Eva Tenison's research was published in 13 volumes from 1933 to 1960 with the title Elizabethan England: Being the History of this Country "in Relation to All Foreign Princes". She was secretive about her identity and gender. These books were labelled "by E.M.Tenison". One set of the resulting 14 volumes is in the Royal Collection. The British Library's catalogue record shows the extended subtitle: "From original manuscripts, many hitherto unpublished; co-ordinated with XVIth century printed matter ranging from royal proclamations to broadside ballads. A survey of life and literature ... with many hundred portraits and other illustrations in collotype, also title pages and portraits in line, etc."

==Development==
Tenison had been writing novels and studies under a number of different names.

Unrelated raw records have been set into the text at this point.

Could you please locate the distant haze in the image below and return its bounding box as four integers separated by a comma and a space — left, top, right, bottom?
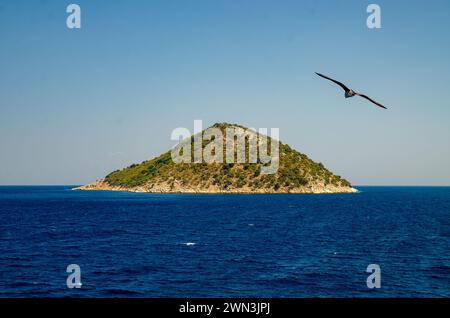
0, 0, 450, 185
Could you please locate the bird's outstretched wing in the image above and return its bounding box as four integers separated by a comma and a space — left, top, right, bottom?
316, 72, 350, 92
356, 93, 387, 109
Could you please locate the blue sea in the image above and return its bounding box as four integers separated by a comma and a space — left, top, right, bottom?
0, 186, 450, 297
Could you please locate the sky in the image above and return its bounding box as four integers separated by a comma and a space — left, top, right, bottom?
0, 0, 450, 185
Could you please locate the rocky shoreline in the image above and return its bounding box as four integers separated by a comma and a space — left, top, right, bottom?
73, 180, 359, 194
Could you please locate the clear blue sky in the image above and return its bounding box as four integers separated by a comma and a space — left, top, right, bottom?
0, 0, 450, 185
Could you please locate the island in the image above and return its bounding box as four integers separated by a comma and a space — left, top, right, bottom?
74, 123, 358, 194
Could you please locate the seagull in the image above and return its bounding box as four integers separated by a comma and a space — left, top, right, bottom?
316, 72, 387, 109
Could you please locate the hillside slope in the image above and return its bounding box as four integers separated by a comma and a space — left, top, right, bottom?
76, 123, 357, 193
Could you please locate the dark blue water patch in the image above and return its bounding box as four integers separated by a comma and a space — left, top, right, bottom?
0, 186, 450, 297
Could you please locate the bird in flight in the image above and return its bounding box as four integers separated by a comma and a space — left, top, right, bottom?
316, 72, 387, 109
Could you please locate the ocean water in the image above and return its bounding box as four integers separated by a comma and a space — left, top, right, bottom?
0, 186, 450, 297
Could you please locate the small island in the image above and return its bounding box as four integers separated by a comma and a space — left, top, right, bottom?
75, 123, 358, 193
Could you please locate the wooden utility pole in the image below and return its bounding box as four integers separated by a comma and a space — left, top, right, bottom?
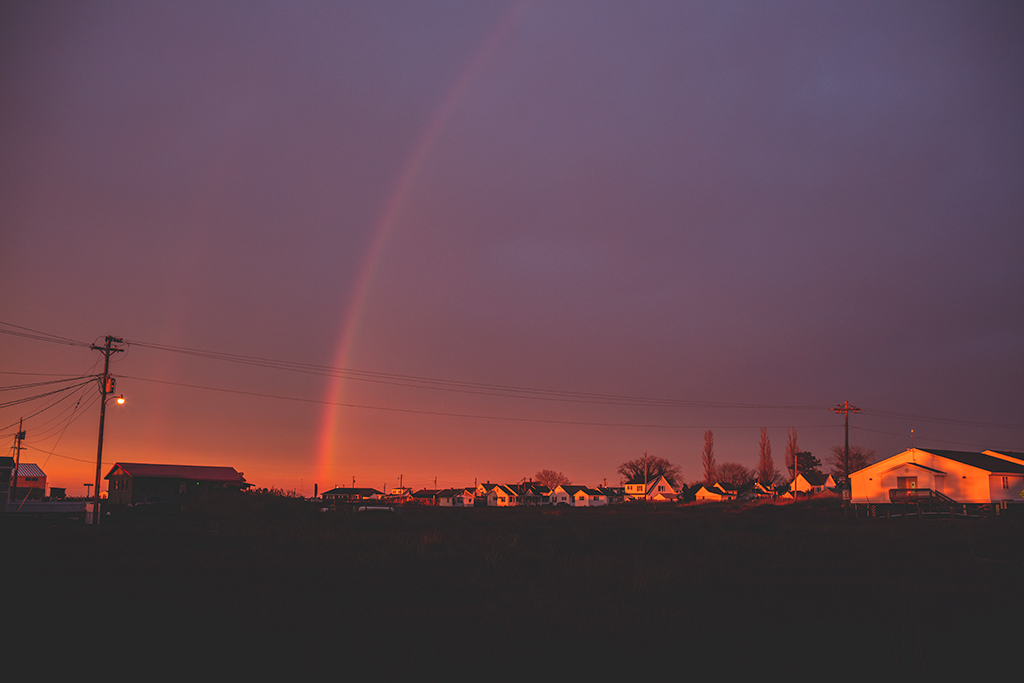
90, 336, 124, 524
833, 400, 861, 486
10, 418, 28, 496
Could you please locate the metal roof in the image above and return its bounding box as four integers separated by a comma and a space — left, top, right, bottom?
103, 463, 245, 483
922, 449, 1024, 474
17, 463, 46, 477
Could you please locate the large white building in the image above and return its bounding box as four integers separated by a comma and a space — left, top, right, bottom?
850, 449, 1024, 504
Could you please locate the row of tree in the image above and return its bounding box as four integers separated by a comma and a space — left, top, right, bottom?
535, 427, 874, 488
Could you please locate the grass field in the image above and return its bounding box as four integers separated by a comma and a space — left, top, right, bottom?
0, 497, 1024, 680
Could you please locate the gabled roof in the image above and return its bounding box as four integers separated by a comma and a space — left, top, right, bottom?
797, 472, 828, 486
103, 463, 245, 483
925, 449, 1024, 474
851, 449, 1024, 476
321, 486, 384, 496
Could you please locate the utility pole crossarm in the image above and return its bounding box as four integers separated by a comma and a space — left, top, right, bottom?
90, 336, 125, 524
833, 400, 862, 485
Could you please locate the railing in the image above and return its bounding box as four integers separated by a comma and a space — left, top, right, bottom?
889, 488, 956, 505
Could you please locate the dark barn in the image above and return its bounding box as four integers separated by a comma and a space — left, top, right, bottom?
104, 463, 249, 504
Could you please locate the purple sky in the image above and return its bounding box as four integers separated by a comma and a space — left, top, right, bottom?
0, 0, 1024, 495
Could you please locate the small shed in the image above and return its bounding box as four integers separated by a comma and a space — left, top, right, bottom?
10, 463, 46, 501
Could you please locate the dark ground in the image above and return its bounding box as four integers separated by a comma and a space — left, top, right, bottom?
0, 496, 1024, 680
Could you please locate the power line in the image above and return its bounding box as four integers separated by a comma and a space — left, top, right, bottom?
121, 375, 834, 429
126, 340, 825, 410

In the 1920s she began thirty years of research and writing about the Elizabethan period of history. She conducted original research using primary sources and she would gather together maps and illustrations to accompany her text. The books were published privately and first was published in 1933 with the title Elizabethan England, being the History of this Country "in Relation to all Foreign Princes".

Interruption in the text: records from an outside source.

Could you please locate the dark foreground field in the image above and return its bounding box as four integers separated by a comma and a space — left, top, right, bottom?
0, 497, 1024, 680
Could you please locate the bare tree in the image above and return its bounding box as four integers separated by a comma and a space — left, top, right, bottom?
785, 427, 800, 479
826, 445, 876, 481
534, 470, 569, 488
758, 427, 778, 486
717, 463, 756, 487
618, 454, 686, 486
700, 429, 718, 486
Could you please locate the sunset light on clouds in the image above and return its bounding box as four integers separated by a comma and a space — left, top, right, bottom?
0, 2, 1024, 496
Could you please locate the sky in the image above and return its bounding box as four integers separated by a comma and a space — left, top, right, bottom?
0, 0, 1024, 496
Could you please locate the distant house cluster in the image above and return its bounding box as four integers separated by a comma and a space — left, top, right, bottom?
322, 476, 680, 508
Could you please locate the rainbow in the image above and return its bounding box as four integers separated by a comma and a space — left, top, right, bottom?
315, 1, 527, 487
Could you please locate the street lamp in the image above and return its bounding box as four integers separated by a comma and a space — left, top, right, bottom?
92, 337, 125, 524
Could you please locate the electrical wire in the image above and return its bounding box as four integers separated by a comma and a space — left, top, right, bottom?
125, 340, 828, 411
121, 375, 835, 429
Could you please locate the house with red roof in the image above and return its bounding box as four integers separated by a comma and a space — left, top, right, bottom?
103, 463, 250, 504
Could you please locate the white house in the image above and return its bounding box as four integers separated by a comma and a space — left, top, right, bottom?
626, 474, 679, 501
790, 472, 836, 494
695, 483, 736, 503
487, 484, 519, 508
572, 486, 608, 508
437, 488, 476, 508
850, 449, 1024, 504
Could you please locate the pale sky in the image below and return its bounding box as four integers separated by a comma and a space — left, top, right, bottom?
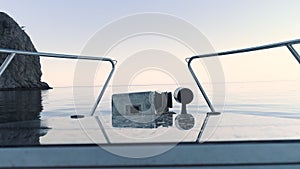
0, 0, 300, 86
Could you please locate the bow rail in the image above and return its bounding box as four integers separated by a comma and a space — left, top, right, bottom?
186, 39, 300, 142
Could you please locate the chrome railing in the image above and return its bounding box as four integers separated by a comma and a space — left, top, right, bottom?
186, 39, 300, 142
0, 48, 117, 116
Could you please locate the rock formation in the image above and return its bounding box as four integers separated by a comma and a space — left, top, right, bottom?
0, 12, 50, 90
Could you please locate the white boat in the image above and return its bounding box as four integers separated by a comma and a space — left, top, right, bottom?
0, 39, 300, 169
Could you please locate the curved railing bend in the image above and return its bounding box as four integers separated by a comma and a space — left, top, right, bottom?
186, 39, 300, 142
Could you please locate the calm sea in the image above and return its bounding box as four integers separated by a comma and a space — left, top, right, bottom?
0, 81, 300, 145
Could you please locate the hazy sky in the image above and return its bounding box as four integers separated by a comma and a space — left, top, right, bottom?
0, 0, 300, 86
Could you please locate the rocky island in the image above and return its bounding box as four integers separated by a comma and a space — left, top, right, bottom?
0, 12, 51, 90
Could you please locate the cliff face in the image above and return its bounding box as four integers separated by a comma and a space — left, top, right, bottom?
0, 12, 50, 90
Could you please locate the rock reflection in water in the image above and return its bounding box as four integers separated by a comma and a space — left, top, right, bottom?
0, 90, 47, 146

The book was written by "E.M.Tenison" as Tenison was protective of her gender and identity. A 1941 review of volume VII of her work, about the years 1587–8, in the academic journal The Mariner's Mirror, referred to her as male. This failure to identify her as female was despite the fact that Tenison also contributed to that journal but she used the name of "Nauticus".

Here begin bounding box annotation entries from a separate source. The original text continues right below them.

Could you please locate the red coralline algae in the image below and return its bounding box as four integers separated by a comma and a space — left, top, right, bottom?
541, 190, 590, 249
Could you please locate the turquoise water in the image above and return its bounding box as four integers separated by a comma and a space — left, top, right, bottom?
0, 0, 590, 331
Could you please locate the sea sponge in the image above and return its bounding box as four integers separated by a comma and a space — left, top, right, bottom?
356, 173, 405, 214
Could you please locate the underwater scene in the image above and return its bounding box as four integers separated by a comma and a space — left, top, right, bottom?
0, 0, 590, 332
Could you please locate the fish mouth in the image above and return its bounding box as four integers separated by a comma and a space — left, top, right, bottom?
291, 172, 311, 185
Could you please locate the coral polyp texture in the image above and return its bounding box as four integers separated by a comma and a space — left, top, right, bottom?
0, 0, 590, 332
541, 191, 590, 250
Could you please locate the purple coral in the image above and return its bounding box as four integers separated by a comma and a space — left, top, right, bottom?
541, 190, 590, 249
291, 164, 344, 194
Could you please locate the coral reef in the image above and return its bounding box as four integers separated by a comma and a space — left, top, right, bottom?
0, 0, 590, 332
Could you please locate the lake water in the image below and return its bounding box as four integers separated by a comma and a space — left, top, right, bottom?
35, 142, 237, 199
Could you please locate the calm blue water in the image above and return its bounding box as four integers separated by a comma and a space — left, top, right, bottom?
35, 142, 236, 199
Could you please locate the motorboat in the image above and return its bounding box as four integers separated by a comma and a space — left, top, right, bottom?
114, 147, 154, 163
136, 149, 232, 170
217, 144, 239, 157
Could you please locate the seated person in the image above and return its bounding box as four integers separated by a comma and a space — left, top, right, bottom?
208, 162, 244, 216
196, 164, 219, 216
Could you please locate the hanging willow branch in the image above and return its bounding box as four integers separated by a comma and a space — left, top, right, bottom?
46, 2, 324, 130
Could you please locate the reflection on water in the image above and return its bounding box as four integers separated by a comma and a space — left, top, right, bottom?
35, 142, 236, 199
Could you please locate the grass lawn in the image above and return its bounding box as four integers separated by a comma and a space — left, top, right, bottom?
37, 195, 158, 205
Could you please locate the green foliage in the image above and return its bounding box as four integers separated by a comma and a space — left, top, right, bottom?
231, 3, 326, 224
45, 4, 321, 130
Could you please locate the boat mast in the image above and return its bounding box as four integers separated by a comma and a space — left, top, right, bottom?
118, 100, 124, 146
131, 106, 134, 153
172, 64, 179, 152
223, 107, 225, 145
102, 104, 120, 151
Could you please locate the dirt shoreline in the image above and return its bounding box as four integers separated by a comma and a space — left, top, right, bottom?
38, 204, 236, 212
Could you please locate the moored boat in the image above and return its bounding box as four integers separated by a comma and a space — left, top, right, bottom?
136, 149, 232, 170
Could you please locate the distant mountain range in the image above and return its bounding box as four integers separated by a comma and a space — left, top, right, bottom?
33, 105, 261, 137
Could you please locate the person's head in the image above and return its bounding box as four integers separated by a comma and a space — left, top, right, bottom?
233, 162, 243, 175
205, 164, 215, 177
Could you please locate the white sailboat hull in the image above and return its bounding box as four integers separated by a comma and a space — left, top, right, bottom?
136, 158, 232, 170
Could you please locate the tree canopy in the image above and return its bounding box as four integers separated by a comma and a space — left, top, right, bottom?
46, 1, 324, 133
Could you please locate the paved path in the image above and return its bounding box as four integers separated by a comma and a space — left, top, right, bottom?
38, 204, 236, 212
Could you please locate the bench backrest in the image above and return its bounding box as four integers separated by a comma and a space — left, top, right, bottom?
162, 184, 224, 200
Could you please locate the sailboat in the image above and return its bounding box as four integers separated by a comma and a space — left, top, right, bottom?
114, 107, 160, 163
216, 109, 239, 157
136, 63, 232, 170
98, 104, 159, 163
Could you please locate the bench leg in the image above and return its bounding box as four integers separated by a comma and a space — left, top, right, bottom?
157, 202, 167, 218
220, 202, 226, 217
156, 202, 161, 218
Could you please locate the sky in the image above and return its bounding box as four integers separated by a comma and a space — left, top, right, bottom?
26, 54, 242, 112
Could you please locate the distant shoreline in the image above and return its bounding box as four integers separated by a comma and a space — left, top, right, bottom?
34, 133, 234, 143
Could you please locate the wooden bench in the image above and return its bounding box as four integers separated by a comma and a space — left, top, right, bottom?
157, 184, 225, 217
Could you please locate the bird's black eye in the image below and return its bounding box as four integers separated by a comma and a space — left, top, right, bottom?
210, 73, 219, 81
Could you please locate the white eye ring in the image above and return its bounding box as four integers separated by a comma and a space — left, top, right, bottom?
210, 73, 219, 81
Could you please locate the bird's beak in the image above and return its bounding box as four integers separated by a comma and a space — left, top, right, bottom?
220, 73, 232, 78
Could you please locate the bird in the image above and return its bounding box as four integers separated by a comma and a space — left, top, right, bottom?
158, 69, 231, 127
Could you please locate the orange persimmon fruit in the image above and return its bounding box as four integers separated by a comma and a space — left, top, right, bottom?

Her work was based on original research using unpublished papers in England and Spain. The books were not initially well received as they failed to give due weight to the prevailing theories of historians. However, it has been accepted that many of her insights are convincing.

==Royal gift==
A subscription to Tenison's books of Elizabethan England was made to King George V and Queen Mary in May 1935. The subscription was a gift by the Mayors and Council Chairmen of Northampton to commemorate the King's silver jubilee. The resulting collection of volumes was covered in navy goatskin and they carry King George V Royal Arms and cypher. They are kept in Windsor Castle's Royal Library and has been identified by Olwen Hedley as an addition to the Royal catalogue of books with exceptional bindings.